My pulse quickened with delight; all the more when I found that my informant had no tincture of the classics, and that he supported Galeso against Gialtrezze simply as a question of local interest. Joyously I took leave of him, and very soon I was in sight of the river itself. The river? It is barely half a mile long; it rises amid a bed of great reeds, which quite conceal the water, and flows with an average breadth of some ten feet down to the seashore, on either side of it bare, dusty fields, and a few hoary olives.

The Galaesus?—the river beloved by Horace; its banks pasturing a famous breed of sheep, with fleece so precious that it was protected by a garment of skins? Certain it is that all the waters of Magna Graecia have much diminished since classic times, but (unless there have been great local changes, due, for example, to an earthquake) this brook had always the same length, and it is hard to think of the Galaesus as so insignificant. Disappointed, brooding, I followed the current seaward, and upon the shore, amid scents of mint and rosemary, sat down to rest.

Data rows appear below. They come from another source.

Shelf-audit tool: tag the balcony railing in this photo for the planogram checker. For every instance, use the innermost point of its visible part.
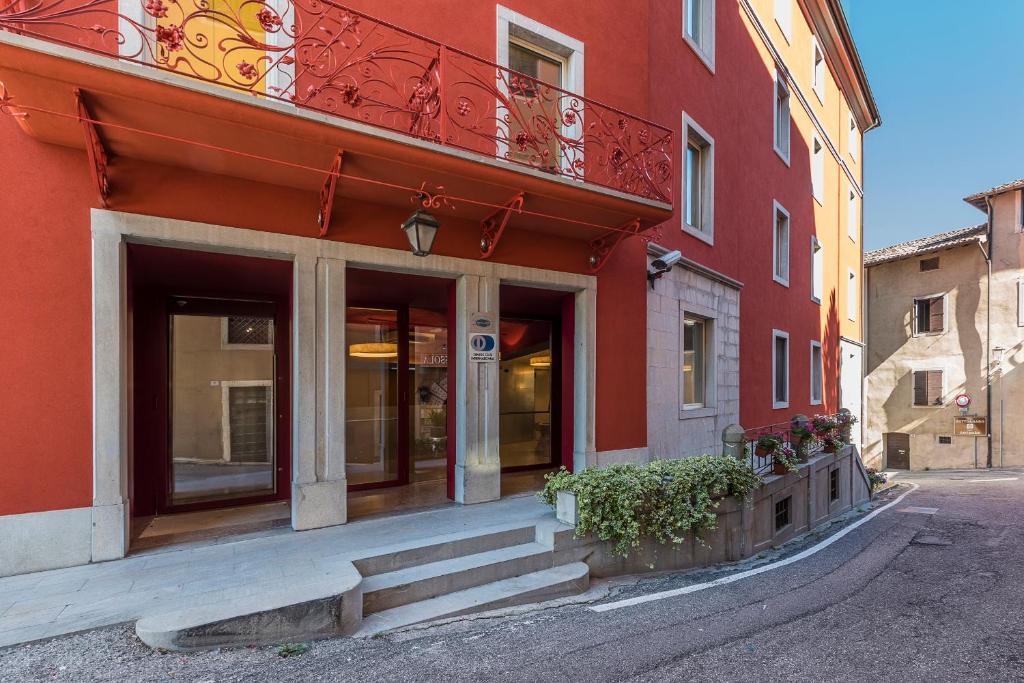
(320, 55)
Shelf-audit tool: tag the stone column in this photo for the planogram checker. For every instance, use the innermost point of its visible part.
(478, 469)
(317, 500)
(110, 440)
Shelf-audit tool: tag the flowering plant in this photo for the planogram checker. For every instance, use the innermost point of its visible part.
(786, 457)
(823, 425)
(768, 443)
(845, 419)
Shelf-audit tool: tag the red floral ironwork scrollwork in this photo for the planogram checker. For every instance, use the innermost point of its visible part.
(322, 55)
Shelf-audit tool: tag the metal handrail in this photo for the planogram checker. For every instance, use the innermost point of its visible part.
(322, 55)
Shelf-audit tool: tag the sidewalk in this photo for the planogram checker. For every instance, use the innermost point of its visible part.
(60, 601)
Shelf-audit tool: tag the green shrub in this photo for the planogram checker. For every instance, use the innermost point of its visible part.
(663, 501)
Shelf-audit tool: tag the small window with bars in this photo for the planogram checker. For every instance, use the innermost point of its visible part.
(782, 513)
(928, 387)
(929, 315)
(240, 332)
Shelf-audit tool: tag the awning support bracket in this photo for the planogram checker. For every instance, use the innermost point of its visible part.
(493, 226)
(602, 247)
(98, 157)
(327, 194)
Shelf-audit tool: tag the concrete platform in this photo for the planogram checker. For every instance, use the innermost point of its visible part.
(51, 603)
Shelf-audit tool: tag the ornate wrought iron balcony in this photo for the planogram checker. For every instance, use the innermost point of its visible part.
(320, 55)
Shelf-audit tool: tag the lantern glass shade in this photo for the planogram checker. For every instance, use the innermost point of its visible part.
(374, 350)
(421, 228)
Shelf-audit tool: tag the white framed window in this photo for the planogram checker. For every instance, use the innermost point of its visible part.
(851, 295)
(817, 169)
(854, 137)
(783, 16)
(816, 374)
(929, 314)
(817, 269)
(698, 181)
(780, 369)
(529, 47)
(246, 334)
(698, 29)
(780, 244)
(697, 348)
(928, 388)
(247, 421)
(781, 118)
(818, 70)
(852, 224)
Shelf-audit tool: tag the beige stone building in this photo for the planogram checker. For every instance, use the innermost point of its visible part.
(945, 317)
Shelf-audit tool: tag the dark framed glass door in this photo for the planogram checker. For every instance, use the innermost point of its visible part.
(223, 403)
(396, 385)
(528, 373)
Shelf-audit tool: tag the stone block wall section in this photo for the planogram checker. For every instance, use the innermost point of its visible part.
(742, 529)
(672, 430)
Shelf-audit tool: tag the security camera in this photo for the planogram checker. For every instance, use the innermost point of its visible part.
(662, 265)
(665, 263)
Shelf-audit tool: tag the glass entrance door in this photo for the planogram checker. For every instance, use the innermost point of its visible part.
(525, 394)
(222, 403)
(395, 396)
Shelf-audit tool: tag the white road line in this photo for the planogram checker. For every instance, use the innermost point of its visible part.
(629, 602)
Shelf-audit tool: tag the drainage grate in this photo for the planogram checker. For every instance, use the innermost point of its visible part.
(920, 511)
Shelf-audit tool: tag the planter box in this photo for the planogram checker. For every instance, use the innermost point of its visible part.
(565, 508)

There was a good view of Taranto across the water; the old town on its little island, compact of white houses, contrasting with the yellowish tints of the great new buildings which spread over the peninsula. With half-closed eyes, one could imagine the true Tarentum. Wavelets lapped upon the sand before me, their music the same as two thousand years ago. A goatherd came along, his flock straggling behind him; man and goats were as much of the old world as of the new. Far away, the boats of fishermen floated silently. I heard a rustle as an old fig tree hard by dropped its latest leaves. On the sea-bank of yellow crumbling earth lizards flashed about me in the sunshine. After a dull morning, the day had passed into golden serenity; a stillness as of eternal peace held earth and sky.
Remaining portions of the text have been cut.